By the time of his departure as emergency financial manager, Robert Bobb put the school district $327 million in debt via reckless spending, blatant cronyism and a sell-off of the school district's valuable assets. Enter Roy Roberts, Gov. Rick Snyder's appointed emergency financial manager, who set about further dismantling DPS by jettisoning our students into charter schools and promptly leasing 15 of the district's lowest-performing schools to a new and untried state district euphemistically titled the Educational Achievement Authority.

Instead, Roberts should have kept those schools in the DPS fold and legally reconstituted their principals and faculties, but he held a dual leadership affiliation with the EAA and DPS, which amounted to an egregious conflict of interest.

Now a full 14 years after the failed takeover, DPS finally has a good elected board and knowledgeable president in the person of LaMar Lemmons and a capable interim superintendent. But Gov. Snyder has just signed into law a piece of legislation that unconstitutionally duplicates the hated Emergency Manager Law that Michigan citizens voted to repeal on Nov. 6. The slight changes in the new law are merely virtual.
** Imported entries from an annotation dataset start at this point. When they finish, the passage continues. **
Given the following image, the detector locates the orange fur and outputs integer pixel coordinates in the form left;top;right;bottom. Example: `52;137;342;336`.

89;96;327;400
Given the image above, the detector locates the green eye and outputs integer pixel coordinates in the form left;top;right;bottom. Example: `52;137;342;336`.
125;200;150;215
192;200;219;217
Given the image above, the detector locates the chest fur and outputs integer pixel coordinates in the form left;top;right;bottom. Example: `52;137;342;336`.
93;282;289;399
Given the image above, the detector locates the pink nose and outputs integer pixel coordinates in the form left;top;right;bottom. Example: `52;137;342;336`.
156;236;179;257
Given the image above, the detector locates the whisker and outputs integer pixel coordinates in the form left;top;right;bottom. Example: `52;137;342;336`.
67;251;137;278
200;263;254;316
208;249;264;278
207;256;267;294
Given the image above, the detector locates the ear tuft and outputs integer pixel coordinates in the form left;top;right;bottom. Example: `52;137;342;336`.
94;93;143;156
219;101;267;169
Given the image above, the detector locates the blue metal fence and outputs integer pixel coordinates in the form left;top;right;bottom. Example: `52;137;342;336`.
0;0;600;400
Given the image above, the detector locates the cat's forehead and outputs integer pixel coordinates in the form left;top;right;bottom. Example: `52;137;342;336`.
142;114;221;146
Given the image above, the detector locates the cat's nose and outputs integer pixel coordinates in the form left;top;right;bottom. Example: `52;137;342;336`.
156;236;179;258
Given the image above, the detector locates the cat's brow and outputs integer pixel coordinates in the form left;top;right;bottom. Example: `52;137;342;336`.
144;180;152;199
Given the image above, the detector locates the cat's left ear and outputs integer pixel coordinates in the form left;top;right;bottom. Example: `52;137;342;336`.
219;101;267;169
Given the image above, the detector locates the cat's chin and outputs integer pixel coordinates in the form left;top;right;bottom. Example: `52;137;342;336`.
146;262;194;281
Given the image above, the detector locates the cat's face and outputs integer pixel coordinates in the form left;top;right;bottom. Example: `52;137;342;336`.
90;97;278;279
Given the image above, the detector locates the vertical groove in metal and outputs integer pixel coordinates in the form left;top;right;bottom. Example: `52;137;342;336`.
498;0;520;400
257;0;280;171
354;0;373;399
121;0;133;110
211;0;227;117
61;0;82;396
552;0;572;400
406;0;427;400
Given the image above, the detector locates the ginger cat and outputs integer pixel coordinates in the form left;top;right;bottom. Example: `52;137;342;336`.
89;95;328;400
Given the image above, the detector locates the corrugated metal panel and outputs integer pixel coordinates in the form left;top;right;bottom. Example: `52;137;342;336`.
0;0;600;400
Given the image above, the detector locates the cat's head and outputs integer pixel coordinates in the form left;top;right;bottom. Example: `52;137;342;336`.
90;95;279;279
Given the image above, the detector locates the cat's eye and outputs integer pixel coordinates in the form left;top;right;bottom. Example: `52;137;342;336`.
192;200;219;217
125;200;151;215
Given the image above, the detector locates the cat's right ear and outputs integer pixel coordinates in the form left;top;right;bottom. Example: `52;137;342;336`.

In the case of the school district, unlike with the case of the City of Detroit, the fault for DPS' sorry plight lies with the state, rather than with the good DPS leadership that was in place prior to 1999. But now the schools have been innocently caught in the emergent whirlpool that is taking down the entire municipality.

On Aug. 10, a column by Free Press editorial page editor Stephen Henderson opined that Michigan Attorney General Bill Schuette should desist from trying to disenfranchise Detroit voters retroactively by using a technicality to manufacture a scheme to invalidate the election of Detroit School Board members on the pretext that the district has lost population.

Rather than force the DPS board back into court to seek judicial rectification and justice for Detroit's schoolchildren, Gov. Snyder now has a rare opportunity to make a truly statesmanlike move: Turn the Detroit Public Schools system entirely back to its elected Board of Education and give me and the board a chance to put our own academic and financial houses in order without the undeserved and dictatorial interference of an emergency manager.

John Telford is interim superintendent of Detroit Public Schools.